Безымянная вздрагивает, Сальери тоже. Он с усилием мотает головой: «Нет, нет, вы о чем…», – снова тянет руку. На ней нет знакомого перстня, от этого она кажется незнакомой, на нее невозможно смотреть. Людвиг, ощущая себя обессиленным, падает в кресло и, не способный больше держать спину, утыкается лбом Сальери в грудь.

– Тише, – слышит он. Дрожащая ладонь ложится на волосы. – Тише. Надо же… вы порой почти как Вольфганг еще до той холодной зимы.

Людвиг смеется, сипло и натянуто, под неритмичный стук его сердца. Чувствуя запах лекарств и благовоний, с силой жмурится, не отвечает. Сальери негромко продолжает:

– Нет, правда. Знали бы вы, с какими неприятностями сталкивала его привычка кидаться на весь мир сразу. Наверное, будь иначе, он добился бы большего, по крайней мере встречал бы больше участия. Но отец научил его, что жизнь – бесконечная дуэль, где всех нужно побольнее колоть. И где в чудовищности, в обменах ядом нет ничего зазорного.

Людвиг понимает: его лишь утешают, как обычно. Жаль этих пустых усилий, они равносильны попыткам остановить падающую башню. Людвиг просто не выдержит дня, когда окончательно помертвеет дом на Шпигельгассе, когда будет продан или, не дай бог, разрушен. У девочек Сальери с ним связано слишком много дурных воспоминаний, они не хотят жить там уже сейчас, а значит…

– Расскажите о его выходках, – просит он, лишь бы спрятаться от этих мыслей.

– Таких историй слишком много, – с грустью откликается Сальери. Ладонь его все так же лежит у Людвига на волосах. – И большинство связано с теми, кого вы особо не знали, вам вряд ли будет интересно.
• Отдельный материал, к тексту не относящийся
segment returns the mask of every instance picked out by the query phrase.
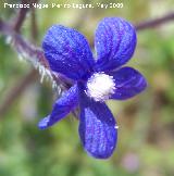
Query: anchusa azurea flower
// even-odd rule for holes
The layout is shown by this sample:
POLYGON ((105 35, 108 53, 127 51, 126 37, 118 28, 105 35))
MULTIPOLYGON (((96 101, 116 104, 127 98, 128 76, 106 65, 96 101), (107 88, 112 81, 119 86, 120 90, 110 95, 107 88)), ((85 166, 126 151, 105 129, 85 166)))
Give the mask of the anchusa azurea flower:
POLYGON ((39 122, 39 128, 52 126, 79 106, 78 131, 85 150, 97 159, 111 156, 117 125, 104 101, 126 100, 147 86, 138 71, 121 67, 132 58, 136 41, 130 23, 105 17, 96 30, 94 59, 80 33, 61 25, 50 27, 42 42, 45 56, 53 72, 72 79, 74 85, 55 101, 51 114, 39 122))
Хотя… – он медлит, – есть одна. Тогда он здорово обидел одного вашего мецената, покойного младшего ван Свитена.

– Ван Свитена? – бездумно повторяет Людвиг. – Надо же.

– Да. – Сальери невесело смеется. – И, честно говоря, это было ужасно.
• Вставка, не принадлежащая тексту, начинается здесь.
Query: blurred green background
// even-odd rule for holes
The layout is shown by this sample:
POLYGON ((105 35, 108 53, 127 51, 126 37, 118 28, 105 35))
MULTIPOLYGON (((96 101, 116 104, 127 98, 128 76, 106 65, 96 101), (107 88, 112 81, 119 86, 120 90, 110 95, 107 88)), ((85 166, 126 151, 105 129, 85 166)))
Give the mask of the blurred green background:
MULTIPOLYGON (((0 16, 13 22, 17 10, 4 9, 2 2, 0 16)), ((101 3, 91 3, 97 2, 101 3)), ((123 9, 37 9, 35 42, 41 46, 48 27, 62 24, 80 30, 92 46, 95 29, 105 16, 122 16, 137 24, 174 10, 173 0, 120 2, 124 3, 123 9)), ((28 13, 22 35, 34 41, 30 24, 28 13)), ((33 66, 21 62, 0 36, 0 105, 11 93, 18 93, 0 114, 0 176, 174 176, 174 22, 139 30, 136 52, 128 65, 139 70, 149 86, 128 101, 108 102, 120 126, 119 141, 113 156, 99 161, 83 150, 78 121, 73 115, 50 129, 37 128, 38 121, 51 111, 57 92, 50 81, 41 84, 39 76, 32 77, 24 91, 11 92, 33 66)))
– Что он сделал? – все так же тускло спрашивает Людвиг. Моцарт мертв, и его фамилия перестала волновать, ван Свитен тоже покинул мир давно. Но это неважно. Слушать Людвиг готов о чем угодно, пока не кончатся десять минут.

– Была… кажется, война с Турцией, не самый простой этап, а значит, тысяча семьсот восемьдесят девятый. – Сальери тоже говорит блекло, так тянутся туда, куда уже не достать. – В какое-то утро мы музицировали с Иосифом, и Вольфганг спросил о фронтовых делах. А услышав, что все не очень, заявил: «Ваше величество, а ведь существует отличное оружие, чтобы усыплять янычар и истреблять их без единого выстрела!» Император спросил, что же это… – Сальери медлит, опять тихо смеется. – А Вольфганг возьми да и ляпни, да еще на всю залу, полную придворных: «Сочинения достопочтенного ван Свитена!» Оказалось, барон играл ему когда-то, хотя вообще редко это делал. Я даже не помню, слышал ли что-то из его сочинений сам.